COMPARISON 1: SUPERVISED CLASSIFICATION

======================================================================

Testing BoW:

—————————————————————————

Logistic Regression | Acc: 0.982 | F1: 0.982 | Practice: 0.86s

Random Forest | Acc: 0.973 | F1: 0.973 | Practice: 2.20s

SVM | Acc: 0.984 | F1: 0.984 | Practice: 2.02s

Testing TF–IDF:

—————————————————————————

Logistic Regression | Acc: 0.984 | F1: 0.984 | Practice: 0.52s

Random Forest | Acc: 0.978 | F1: 0.977 | Practice: 1.79s

SVM | Acc: 0.987 | F1: 0.987 | Practice: 2.99s

Testing LLM Embeddings:

—————————————————————————

Logistic Regression | Acc: 0.982 | F1: 0.982 | Practice: 0.27s

Random Forest | Acc: 0.960 | F1: 0.959 | Practice: 5.21s

SVM | Acc: 0.980 | F1: 0.980 | Practice: 0.15s

Enter code for visualizing outcomes:

# Creating visualization plots for direct comparability fig, axes = plt.subplots(1, 2, figsize=(16, 6)) # Plot 1: Accuracy comparability pivot_acc = results_df.pivot(index=’Classifier’, columns=”Illustration”, values=”Accuracy”) pivot_acc.plot(form=’bar’, ax=axes[0], width=0.8) axes[0].set_title(‘Classification Accuracy by Illustration’, fontsize=14, fontweight=”daring”) axes[0].set_ylabel(‘Accuracy’) axes[0].set_xlabel(‘Classifier’) axes[0].legend(title=”Illustration”) axes[0].grid(axis=”y”, alpha=0.3) axes[0].set_ylim([0.9, 1.0]) # Plot 2: Coaching time comparability pivot_time = results_df.pivot(index=’Classifier’, columns=”Illustration”, values=”Practice Time”) pivot_time.plot(form=’bar’, ax=axes[1], width=0.8, colour=[‘#1f77b4’, ‘#ff7f0e’, ‘#2ca02c’]) axes[1].set_title(‘Coaching Time by Illustration’, fontsize=14, fontweight=”daring”) axes[1].set_ylabel(‘Time (seconds)’) axes[1].set_xlabel(‘Classifier’) axes[1].legend(title=”Illustration”) axes[1].grid(axis=”y”, alpha=0.3) plt.tight_layout() plt.present() # Figuring out finest performers print(“nBEST PERFORMERS:”) print(“-” * 50) best_acc = results_df.loc[results_df[‘Accuracy’].idxmax()] print(f”Finest Accuracy: {best_acc[‘Representation’]} + {best_acc[‘Classifier’]} = {best_acc[‘Accuracy’]:.3f}”) quickest = results_df.loc[results_df[‘Train Time’].idxmin()] print(f”Quickest Coaching: {quickest[‘Representation’]} + {quickest[‘Classifier’]} = {quickest[‘Train Time’]:.2f}s”)

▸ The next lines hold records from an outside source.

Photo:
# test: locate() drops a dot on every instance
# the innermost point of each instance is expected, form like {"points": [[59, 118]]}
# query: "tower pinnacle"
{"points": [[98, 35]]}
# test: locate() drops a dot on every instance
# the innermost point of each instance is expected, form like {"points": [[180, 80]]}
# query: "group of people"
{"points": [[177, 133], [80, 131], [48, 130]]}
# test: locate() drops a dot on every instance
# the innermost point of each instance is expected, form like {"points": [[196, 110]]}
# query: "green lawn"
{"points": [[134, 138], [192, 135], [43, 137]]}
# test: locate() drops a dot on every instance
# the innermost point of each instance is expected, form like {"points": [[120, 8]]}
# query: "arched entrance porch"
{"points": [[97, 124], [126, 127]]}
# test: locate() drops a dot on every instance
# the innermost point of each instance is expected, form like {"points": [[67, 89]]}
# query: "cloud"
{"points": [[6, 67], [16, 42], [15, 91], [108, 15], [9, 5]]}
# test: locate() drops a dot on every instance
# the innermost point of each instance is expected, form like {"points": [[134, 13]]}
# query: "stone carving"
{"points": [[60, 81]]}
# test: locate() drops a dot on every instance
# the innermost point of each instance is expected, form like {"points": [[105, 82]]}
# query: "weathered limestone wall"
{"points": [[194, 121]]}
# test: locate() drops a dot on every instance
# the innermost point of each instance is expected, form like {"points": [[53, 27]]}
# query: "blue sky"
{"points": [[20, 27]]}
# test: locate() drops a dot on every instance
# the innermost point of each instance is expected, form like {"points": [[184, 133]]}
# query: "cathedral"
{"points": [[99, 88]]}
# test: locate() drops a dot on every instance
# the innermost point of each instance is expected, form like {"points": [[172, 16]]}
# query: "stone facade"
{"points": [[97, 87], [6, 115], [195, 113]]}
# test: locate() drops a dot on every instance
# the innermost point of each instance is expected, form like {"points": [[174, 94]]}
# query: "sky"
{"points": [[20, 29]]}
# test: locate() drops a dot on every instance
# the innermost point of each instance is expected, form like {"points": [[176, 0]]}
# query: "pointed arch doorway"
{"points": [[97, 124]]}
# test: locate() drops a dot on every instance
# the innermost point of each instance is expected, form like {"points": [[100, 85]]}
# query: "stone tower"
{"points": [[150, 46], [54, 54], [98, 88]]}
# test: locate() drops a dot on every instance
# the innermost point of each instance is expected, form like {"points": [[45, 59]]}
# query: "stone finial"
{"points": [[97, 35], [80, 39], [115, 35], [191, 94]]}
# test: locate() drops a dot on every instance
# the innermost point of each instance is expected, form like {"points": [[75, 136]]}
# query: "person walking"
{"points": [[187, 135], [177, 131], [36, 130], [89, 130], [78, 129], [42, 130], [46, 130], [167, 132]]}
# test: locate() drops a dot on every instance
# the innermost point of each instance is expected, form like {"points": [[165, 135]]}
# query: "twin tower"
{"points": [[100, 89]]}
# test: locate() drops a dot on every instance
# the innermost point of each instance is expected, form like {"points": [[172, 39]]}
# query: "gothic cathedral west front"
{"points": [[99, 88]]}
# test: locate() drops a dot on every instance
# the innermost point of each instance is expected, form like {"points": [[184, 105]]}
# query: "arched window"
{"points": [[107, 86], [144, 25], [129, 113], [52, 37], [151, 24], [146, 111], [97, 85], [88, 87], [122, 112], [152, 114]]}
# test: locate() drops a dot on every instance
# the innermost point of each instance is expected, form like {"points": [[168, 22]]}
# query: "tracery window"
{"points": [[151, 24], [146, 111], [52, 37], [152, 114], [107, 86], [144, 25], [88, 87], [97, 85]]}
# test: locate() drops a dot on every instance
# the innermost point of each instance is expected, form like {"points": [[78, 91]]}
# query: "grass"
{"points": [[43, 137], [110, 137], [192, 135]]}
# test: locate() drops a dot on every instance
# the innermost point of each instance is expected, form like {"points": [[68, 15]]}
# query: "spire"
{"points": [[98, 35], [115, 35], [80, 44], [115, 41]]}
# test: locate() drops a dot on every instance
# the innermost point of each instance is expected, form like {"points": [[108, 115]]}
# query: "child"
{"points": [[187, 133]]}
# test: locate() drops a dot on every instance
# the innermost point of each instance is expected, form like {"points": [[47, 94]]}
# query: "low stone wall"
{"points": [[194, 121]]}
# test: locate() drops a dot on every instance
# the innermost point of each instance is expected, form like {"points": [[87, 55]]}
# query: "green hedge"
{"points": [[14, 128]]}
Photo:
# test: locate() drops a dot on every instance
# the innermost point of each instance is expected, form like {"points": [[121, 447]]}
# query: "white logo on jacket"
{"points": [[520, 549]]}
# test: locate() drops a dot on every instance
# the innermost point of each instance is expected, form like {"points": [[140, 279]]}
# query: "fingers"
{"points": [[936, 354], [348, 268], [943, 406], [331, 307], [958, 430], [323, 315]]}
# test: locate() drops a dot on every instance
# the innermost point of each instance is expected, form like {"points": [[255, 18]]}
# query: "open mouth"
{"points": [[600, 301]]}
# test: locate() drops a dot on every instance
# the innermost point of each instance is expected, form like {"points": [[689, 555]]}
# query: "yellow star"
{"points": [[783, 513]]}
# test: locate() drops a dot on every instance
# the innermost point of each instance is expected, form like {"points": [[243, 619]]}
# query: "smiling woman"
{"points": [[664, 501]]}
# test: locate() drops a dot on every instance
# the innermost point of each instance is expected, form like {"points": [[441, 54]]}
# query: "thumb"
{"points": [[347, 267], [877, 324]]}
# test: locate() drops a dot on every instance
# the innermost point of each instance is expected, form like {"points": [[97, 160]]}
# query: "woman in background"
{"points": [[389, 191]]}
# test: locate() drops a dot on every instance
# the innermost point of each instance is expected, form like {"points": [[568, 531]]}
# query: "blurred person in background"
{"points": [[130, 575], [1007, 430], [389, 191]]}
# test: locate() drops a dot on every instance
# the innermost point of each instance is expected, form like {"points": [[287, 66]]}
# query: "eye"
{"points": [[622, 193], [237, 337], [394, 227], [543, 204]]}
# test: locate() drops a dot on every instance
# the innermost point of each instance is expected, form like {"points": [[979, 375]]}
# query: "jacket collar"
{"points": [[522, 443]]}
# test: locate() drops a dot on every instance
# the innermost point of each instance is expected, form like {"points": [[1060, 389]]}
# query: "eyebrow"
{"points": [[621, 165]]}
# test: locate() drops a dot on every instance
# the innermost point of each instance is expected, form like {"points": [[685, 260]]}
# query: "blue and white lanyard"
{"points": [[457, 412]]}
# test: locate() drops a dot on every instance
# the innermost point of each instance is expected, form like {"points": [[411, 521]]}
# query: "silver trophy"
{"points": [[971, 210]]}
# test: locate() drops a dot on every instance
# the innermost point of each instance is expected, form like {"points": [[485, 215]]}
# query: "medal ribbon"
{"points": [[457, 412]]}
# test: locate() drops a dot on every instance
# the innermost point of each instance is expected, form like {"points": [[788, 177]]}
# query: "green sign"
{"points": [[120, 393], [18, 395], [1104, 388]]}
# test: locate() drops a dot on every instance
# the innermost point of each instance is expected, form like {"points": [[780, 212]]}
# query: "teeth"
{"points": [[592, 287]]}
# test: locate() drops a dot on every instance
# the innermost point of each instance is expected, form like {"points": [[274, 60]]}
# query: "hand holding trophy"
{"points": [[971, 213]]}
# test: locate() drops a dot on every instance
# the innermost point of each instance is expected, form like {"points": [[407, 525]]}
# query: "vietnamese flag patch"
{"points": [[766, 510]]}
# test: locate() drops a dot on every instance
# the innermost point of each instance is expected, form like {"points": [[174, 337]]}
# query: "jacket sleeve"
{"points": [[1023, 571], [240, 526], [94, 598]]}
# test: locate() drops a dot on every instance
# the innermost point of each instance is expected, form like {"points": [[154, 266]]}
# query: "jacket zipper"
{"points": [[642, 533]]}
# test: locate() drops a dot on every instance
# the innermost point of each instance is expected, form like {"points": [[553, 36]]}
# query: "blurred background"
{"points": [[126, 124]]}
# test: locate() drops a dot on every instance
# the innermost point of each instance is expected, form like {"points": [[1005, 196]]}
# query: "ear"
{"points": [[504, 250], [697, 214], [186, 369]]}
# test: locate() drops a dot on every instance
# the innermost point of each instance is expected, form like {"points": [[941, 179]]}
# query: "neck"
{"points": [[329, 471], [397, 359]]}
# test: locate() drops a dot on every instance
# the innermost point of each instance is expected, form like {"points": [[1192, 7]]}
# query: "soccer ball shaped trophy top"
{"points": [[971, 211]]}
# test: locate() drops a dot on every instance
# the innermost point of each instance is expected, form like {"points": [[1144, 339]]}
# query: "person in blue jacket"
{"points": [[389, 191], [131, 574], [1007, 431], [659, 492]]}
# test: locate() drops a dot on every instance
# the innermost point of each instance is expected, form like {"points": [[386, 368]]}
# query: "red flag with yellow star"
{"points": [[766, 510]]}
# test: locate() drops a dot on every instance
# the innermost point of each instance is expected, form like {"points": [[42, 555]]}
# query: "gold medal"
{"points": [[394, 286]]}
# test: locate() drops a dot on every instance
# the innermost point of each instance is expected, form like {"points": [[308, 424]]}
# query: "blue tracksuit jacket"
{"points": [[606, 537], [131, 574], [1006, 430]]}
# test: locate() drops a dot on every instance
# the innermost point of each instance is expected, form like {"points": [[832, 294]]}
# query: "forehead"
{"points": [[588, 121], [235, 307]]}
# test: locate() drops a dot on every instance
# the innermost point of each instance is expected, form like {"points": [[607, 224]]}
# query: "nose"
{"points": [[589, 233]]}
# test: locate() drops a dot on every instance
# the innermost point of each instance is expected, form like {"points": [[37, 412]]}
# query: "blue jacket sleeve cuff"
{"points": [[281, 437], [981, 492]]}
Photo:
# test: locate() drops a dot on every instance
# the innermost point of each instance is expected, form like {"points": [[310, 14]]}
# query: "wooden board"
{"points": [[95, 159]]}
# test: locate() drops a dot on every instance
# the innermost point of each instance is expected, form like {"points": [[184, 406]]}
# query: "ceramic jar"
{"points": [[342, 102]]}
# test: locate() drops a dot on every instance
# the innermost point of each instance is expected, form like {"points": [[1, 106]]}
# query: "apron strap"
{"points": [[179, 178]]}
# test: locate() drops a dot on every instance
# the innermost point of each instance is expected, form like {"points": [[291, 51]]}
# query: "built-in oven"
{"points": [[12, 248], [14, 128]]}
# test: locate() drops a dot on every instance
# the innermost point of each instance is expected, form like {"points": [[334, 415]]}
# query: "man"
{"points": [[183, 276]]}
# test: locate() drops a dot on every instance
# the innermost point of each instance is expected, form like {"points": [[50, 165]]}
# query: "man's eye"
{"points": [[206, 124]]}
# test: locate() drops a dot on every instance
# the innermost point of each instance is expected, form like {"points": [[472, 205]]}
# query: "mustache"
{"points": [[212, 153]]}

# Creating visualization plots for direct comparability

fig, axes = plt.subplots(1, 2, figsize=(16, 6))

# Plot 1: Accuracy comparability

pivot_acc = results_df.pivot(index=‘Classifier’, columns=‘Illustration’, values=‘Accuracy’)

pivot_acc.plot(form=‘bar’, ax=axes[0], width=0.8)

axes[0].set_title(‘Classification Accuracy by Illustration’, fontsize=14, fontweight=‘daring’)

axes[0].set_ylabel(‘Accuracy’)

axes[0].set_xlabel(‘Classifier’)

axes[0].legend(title=‘Illustration’)

axes[0].grid(axis=‘y’, alpha=0.3)

axes[0].set_ylim([0.9, 1.0])

# Plot 2: Coaching time comparability

pivot_time = results_df.pivot(index=‘Classifier’, columns=‘Illustration’, values=‘Practice Time’)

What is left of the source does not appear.